Havas doubles down on Melbourne market, builds out end-to-end offering with Hotglue acquisition; CX and e-commerce indies next on the deal agenda

By Kalila Welch - Senior Journalist

Havas is out to close the loop on end-to-end, and it's ramping up its M&A strategy to get there. The French Holdco has racked up 60 acquisitions in the last 12 months, with Melbourne's Hotglue being the latest. The creative production and media hotshop will merge with Havas Media Melbourne, and in doing so will double the group's presence in the market. It's a play for scale on both sides of the deal, but it was Hotglue's integrated capabilities that really caught the eye of Havas Media boss Virginia Hyland. She says the integrated model is here to stay, with stretched marketers seeking an agency that can do it all under the one roof.
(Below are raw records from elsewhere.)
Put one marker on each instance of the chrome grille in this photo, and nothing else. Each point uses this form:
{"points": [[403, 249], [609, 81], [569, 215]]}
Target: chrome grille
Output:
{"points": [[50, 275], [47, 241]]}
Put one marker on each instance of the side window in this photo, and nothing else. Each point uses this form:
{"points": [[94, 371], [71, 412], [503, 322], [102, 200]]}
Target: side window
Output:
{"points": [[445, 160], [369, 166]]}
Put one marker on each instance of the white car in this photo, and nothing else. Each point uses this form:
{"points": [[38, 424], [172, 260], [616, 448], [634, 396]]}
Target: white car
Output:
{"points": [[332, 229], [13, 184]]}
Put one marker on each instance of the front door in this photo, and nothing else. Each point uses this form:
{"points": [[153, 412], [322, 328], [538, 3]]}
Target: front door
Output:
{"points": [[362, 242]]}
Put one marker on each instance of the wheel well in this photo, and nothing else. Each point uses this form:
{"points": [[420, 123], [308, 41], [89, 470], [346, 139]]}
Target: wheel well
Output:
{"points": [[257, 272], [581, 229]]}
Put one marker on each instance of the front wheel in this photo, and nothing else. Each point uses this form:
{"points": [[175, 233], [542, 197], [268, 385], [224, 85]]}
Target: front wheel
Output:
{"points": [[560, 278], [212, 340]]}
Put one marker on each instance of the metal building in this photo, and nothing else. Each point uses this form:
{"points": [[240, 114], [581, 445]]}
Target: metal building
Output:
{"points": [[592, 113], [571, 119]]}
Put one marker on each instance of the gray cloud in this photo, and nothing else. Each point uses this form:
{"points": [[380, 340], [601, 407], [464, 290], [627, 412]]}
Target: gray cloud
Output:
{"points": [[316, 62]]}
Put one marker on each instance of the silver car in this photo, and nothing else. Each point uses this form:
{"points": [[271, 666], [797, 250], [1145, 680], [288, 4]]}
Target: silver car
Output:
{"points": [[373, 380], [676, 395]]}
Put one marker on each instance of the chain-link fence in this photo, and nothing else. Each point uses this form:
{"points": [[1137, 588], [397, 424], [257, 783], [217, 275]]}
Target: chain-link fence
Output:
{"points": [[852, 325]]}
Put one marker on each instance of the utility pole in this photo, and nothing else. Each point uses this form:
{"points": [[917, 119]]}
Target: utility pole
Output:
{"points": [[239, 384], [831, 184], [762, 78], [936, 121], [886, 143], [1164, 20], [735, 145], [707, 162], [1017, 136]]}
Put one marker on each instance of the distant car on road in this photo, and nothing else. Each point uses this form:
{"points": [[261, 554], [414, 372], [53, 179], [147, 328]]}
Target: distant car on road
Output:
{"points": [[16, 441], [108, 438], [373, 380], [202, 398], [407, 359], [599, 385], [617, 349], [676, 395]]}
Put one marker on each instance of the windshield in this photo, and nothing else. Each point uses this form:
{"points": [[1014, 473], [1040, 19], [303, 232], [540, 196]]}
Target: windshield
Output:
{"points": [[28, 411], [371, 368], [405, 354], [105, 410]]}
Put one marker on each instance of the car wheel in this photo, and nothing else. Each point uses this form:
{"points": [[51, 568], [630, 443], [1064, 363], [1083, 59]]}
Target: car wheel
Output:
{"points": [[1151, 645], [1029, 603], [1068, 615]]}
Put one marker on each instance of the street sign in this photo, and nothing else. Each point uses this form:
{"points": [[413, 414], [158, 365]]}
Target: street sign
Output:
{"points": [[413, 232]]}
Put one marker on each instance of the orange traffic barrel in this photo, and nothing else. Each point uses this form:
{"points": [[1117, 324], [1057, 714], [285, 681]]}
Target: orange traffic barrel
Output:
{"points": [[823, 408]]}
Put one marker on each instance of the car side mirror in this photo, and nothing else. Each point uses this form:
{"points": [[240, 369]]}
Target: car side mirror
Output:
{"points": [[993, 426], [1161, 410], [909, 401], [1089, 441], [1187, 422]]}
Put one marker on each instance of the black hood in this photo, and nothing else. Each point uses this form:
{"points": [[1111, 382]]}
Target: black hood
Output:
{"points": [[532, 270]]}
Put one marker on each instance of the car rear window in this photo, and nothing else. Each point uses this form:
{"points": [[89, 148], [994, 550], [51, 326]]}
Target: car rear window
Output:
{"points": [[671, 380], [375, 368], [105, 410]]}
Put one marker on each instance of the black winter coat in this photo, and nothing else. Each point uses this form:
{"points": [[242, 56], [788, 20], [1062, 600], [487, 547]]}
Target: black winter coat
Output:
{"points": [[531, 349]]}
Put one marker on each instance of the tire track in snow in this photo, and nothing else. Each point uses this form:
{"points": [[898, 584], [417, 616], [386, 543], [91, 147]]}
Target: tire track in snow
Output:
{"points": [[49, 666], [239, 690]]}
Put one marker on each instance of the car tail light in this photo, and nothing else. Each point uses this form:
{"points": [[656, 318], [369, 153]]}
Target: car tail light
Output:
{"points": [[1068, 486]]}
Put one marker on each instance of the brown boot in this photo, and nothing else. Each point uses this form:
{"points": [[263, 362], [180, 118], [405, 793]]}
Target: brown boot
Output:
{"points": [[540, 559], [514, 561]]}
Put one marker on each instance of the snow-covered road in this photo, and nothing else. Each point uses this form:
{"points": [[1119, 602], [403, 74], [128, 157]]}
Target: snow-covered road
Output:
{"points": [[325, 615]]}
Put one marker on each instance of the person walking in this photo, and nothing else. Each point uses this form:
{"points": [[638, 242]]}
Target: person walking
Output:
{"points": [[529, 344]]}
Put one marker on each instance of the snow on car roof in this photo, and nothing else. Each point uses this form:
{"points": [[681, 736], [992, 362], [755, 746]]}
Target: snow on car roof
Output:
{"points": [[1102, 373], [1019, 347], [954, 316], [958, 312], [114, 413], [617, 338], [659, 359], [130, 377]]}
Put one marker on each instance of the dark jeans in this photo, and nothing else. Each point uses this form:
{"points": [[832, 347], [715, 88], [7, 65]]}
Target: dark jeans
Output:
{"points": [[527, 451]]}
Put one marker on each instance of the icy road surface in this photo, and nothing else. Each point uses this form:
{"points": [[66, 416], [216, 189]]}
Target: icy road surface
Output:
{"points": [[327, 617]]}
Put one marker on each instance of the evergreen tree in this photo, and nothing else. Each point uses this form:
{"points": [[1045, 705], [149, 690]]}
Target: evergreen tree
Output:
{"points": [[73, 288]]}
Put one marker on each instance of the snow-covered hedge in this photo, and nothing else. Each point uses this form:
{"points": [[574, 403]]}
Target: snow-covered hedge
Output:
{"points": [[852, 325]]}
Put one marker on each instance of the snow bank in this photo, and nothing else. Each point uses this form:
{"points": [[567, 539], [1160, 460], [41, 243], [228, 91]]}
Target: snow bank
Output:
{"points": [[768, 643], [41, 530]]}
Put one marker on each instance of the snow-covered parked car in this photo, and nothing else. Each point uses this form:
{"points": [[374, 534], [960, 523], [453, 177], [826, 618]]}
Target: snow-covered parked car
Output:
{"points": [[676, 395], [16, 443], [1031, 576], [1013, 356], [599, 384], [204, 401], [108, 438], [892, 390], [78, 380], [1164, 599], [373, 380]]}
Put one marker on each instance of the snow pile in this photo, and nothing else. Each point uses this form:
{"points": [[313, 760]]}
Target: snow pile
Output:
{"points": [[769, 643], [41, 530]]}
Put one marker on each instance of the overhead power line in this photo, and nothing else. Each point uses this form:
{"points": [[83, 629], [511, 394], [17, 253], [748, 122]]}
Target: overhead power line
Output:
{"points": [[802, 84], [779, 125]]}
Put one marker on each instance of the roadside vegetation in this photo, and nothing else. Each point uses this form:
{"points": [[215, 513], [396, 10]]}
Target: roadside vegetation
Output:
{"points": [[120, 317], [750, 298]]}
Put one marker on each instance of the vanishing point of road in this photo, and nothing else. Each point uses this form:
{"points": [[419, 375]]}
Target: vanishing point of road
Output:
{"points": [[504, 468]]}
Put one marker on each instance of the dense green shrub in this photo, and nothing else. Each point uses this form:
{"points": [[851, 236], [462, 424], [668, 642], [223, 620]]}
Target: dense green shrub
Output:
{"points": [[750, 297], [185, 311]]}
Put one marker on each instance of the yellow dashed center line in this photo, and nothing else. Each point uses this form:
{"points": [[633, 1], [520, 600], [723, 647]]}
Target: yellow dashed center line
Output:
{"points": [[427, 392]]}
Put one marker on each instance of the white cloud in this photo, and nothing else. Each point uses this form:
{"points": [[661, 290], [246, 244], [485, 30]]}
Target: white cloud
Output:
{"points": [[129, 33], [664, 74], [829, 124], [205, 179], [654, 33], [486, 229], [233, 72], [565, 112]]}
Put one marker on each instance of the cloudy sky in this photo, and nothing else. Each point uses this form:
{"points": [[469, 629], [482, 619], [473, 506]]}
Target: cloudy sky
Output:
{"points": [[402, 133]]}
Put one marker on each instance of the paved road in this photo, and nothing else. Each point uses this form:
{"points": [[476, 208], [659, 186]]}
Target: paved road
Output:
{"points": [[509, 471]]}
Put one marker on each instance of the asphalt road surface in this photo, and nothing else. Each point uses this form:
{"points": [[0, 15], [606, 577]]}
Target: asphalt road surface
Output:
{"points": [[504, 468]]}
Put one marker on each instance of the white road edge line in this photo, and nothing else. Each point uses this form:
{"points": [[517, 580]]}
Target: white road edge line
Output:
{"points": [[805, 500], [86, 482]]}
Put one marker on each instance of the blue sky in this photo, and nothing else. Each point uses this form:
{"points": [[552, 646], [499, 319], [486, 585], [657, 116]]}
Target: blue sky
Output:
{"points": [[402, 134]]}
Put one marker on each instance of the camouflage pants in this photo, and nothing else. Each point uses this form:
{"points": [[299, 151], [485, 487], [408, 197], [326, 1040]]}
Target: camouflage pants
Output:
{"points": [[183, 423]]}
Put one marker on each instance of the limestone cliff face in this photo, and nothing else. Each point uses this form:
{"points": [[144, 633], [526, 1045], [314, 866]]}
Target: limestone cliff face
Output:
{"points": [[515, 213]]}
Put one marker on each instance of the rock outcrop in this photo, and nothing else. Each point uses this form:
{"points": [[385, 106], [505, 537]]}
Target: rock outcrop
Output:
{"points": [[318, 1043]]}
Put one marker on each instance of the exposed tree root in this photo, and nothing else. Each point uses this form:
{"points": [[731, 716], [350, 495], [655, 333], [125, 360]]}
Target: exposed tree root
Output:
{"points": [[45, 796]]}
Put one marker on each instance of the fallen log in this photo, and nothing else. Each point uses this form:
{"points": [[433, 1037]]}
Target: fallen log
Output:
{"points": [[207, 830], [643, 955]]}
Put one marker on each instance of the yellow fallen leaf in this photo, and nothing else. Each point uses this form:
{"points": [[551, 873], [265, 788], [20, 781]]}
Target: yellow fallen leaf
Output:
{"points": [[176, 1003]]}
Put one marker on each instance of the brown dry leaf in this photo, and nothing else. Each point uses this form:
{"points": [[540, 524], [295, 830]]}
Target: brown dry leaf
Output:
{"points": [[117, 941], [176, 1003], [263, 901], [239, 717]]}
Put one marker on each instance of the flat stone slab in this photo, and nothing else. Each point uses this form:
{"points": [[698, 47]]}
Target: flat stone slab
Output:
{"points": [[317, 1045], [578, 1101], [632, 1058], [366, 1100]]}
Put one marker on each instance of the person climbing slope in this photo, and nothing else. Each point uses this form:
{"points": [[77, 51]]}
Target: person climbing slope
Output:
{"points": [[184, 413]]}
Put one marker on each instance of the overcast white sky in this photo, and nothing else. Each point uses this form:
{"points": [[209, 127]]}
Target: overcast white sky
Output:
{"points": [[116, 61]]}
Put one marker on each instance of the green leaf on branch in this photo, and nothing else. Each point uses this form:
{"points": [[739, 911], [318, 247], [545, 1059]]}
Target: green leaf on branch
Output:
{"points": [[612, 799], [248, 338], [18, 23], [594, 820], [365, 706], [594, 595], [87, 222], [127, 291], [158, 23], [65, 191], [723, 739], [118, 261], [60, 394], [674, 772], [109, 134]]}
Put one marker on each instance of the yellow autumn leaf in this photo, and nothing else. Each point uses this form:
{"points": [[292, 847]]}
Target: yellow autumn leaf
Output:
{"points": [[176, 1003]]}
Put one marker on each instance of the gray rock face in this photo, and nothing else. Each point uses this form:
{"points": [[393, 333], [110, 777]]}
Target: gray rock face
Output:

And now, she's looking to build on that with the agency's next acquisition. 

What you need to know 

  • Havas has doubled its presence in the Melbourne market with the acquisition of creative production and media shop, Hotglue.
  • The indie agency is one of 60 acquisitions made by the French Holdco this year, per Havas Media Network Australia boss, Virginia Hyland. 
  • A proponent of the integrated model since its 2010 launch, Hotglue will plug right into Havas' end-to-end offering, and it's bring its deep social and content expertise with it.
  • The agency will be merged into Havas' Melbourne media arm, with its three co-founders to take the helm, but in practice Havas says the village model means there's no longer hard rules over who does what.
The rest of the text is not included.